S & P Global Rating on India GDP: Despite a long -running conversation on India’s trade deal with America, no positive results could come out. On the other hand, US President Donald Trump not only imposed a 25 percent base tariff on India, but also announced an additional 25 percent tariff as a penalty due to buying cheap oil from Russia. Although this additional tariff has not been implemented yet, it has to be effective from August 27.
Report on India’s economic strength
Meanwhile, a report has come, which reflects India’s growing economic strength, and the US President may also be surprised to see.

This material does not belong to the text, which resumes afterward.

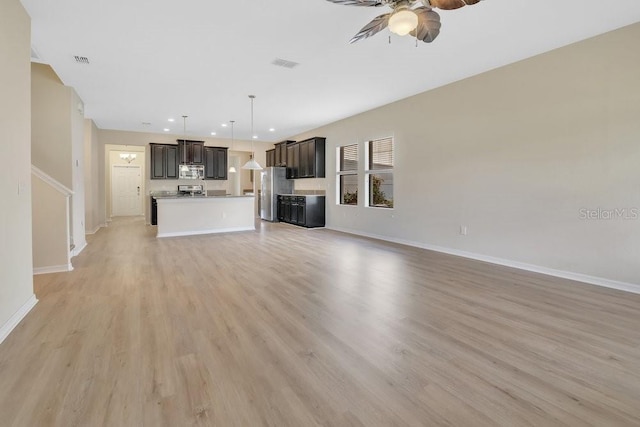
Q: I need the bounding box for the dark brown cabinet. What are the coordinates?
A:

Yiforn Fukha, director of S&P Global Rating, says that India’s tariff will not affect India’s economic growth, because India is not a trade-oriented economy.
He said on Wednesday that the scenario of India’s ‘Sovereign rating’ will remain positive. The rating agency S&P had increased India’s sovereign rating ‘BBB-‘ to ‘positive’ in May last year, citing strong economic growth.

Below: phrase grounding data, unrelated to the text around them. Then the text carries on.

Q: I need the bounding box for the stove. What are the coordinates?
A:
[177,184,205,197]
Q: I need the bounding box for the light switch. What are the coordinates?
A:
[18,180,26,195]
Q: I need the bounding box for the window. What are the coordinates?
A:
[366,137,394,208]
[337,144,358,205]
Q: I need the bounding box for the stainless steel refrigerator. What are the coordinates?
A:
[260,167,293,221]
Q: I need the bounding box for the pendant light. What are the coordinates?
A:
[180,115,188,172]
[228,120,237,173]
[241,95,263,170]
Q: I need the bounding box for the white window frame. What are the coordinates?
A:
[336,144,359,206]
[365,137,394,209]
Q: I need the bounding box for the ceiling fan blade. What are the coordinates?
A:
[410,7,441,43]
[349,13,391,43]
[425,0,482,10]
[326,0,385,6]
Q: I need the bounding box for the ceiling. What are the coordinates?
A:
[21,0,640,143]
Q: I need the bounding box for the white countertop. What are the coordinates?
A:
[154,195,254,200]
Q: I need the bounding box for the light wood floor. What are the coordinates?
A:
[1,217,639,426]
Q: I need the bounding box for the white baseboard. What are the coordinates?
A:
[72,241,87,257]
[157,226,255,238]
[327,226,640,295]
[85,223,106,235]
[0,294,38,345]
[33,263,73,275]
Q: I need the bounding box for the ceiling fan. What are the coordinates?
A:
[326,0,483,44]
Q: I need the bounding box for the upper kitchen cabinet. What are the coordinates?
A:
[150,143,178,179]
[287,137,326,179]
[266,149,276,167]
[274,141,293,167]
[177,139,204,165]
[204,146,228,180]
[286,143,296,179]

Why will there not be an effect?
When asked by the director of S&P Global Ratings, whether the tariff imposed will negatively impact India’s positive scenario, he said that he would not think it would have any effect on India’s economic growth, because India is not a very much trade-oriented economy.
He further said that if we look at India’s dependence on America in the context of exports compared to GDP (GDP), then it is about 2 percent. S&P estimates that in the current financial year 2025-26, India’s GDP growth rate will be 6.5 percent, which is equivalent to the previous financial year 2024-25.